I would like to thank the Bay Journal for continued, in-depth coverage of the damages and violations at Fones Cliffs along Virginia’s Rappahannock River. It is clear that many citizens across the Chesapeake landscape are concerned about what happens at this very special place rich in history and where eagles soar.

Fones Cliffs is a majestic place. This 4-mile formation of forested cliffs reaches heights of 80–100 feet and is composed of diatomaceous earth formed millions of years ago. This is the ancestral territory of the Rappahannock Tribe. It is also designated as a globally significant Important Bird Area for both resident and migratory bald eagles and other migratory birds.

As your loyal readers know, in mid-October, Virginia Attorney General Mark R. Herring and the Virginia Department of Environmental Quality announced the filing of a lawsuit against the would-be developers for significant and repeated environmental violations.

While damage to archeological resources is irreparable, the habitat can be repaired, especially if the property can be permanently protected.
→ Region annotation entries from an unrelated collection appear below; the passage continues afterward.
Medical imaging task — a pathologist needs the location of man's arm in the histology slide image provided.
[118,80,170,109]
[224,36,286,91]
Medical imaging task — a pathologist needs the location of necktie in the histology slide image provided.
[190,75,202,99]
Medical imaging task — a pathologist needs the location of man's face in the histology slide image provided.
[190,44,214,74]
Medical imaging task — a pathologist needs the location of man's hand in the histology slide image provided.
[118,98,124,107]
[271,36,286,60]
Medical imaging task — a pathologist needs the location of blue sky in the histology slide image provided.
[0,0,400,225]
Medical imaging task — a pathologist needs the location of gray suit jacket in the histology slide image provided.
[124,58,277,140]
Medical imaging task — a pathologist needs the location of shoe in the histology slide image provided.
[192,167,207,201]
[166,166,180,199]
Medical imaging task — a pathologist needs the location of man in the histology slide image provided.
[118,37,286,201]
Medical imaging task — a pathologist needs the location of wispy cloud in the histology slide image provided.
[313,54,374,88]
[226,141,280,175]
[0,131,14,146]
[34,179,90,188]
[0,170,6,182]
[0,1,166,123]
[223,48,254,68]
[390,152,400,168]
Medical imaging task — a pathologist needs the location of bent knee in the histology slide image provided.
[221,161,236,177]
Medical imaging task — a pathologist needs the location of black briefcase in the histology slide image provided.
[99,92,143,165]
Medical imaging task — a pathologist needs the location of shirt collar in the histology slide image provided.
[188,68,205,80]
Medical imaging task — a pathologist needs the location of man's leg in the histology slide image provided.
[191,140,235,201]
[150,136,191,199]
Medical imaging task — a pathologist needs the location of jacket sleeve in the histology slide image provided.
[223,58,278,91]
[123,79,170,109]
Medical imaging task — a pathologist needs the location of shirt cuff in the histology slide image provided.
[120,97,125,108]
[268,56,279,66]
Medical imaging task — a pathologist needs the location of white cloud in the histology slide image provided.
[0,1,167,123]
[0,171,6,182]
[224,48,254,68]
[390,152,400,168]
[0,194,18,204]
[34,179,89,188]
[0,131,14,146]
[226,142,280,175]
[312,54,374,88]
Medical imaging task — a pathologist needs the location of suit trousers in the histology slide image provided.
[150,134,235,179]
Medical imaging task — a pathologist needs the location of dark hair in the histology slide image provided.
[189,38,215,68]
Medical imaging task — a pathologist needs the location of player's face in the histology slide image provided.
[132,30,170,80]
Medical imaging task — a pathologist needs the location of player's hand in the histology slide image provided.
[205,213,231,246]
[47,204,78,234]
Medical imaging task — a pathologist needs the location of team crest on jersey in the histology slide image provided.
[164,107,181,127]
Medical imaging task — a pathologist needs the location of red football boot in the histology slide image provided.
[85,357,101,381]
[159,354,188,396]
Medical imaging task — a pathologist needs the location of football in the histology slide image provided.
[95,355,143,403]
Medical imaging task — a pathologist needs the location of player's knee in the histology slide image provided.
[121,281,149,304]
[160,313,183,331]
Regardless, trees can and should be replanted on the illegally cleared area. Under a conservation scenario, archeological resources would also be protected.

We are pleased that Gov. Ralph Northam’s administration is taking this environmental and cultural loss seriously. We remain hopeful that we can permanently protect the cliffs for current and future generations. Thank you to the thousands of people who have voiced their support for Fones Cliffs.